Google Cloud Professional Data Engineer — Question 216
You are migrating a large number of files from a public HTTPS endpoint to Cloud Storage. The files are protected from unauthorized access using signed URLs. You created a TSV file that contains the list of object URLs and started a transfer job by using Storage Transfer Service. You notice that the job has run for a long time and eventually failed. Checking the logs of the transfer job reveals that the job was running fine until one point, and then it failed due to HTTP 403 errors on the remaining files. You verified that there were no changes to the source system. You need to fix the problem to resume the migration process. What should you do?
Answer options
- A. Set up Cloud Storage FUSE, and mount the Cloud Storage bucket on a Compute Engine instance. Remove the completed files from the TSV file. Use a shell script to iterate through the TSV file and download the remaining URLs to the FUSE mount point.
- B. Renew the TLS certificate of the HTTPS endpoint. Remove the completed files from the TSV file and rerun the Storage Transfer Service job.
- C. Create a new TSV file for the remaining files by generating signed URLs with a longer validity period. Split the TSV file into multiple smaller files and submit them as separate Storage Transfer Service jobs in parallel.

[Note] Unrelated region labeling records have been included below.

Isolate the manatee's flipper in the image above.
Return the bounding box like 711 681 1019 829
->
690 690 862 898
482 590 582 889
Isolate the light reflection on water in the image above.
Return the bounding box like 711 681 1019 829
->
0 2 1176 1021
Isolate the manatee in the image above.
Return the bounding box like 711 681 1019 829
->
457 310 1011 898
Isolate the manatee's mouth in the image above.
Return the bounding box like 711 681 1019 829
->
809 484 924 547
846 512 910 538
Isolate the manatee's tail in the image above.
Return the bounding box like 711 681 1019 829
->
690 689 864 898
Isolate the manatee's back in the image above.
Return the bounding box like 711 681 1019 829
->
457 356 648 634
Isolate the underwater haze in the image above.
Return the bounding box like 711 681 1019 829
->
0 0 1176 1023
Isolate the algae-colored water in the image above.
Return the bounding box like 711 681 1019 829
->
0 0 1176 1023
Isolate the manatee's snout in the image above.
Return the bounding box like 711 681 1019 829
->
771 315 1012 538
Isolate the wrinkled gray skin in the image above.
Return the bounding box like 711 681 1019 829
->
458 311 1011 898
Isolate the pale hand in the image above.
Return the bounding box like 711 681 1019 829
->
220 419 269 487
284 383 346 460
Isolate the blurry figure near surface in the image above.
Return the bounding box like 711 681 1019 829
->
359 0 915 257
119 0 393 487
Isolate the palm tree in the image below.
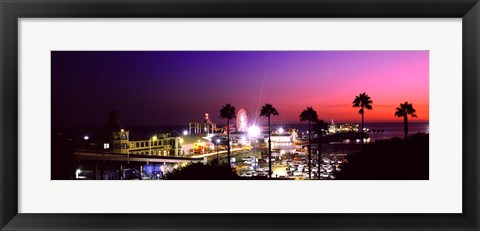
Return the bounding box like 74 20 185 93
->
395 101 417 140
220 103 235 166
260 103 278 178
352 92 373 144
300 107 318 179
314 120 325 179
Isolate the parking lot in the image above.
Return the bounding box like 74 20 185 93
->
236 153 345 180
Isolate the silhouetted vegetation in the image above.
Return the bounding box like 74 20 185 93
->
165 161 241 180
335 133 429 180
352 92 373 144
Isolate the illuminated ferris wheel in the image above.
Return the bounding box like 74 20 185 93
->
237 108 248 132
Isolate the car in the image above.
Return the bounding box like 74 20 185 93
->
240 172 253 177
293 171 303 176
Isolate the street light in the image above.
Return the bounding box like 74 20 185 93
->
149 136 157 155
248 125 260 171
217 139 220 164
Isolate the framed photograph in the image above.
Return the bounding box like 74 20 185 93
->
0 0 480 230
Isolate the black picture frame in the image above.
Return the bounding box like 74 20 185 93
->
0 0 480 230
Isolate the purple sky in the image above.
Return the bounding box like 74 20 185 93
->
51 51 429 126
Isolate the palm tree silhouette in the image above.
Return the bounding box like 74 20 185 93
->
220 103 235 166
395 101 417 140
260 103 278 178
352 92 373 144
300 107 318 179
314 120 325 179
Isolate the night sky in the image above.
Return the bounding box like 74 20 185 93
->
51 51 429 126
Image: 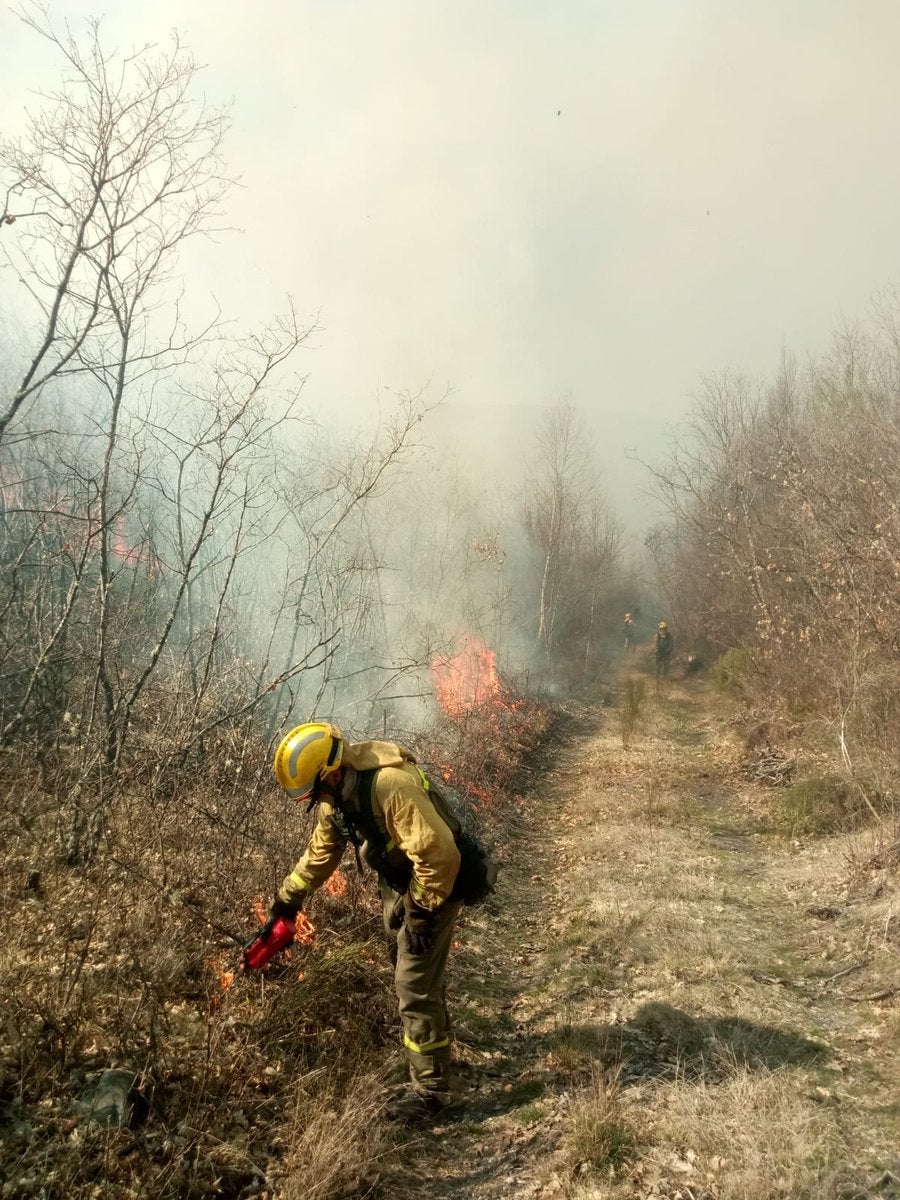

- D. Update the file checksums in the TSV file from using MD5 to SHA256. Remove the completed files from the TSV file and rerun the Storage Transfer Service job.
Correct answer: C
Explanation
The correct answer is C because generating new signed URLs with a longer validity period can help bypass the HTTP 403 errors that occurred due to expired URLs. Other options either do not address the issue of the signed URLs' validity or introduce unnecessary complexity without resolving the core problem of migration failure.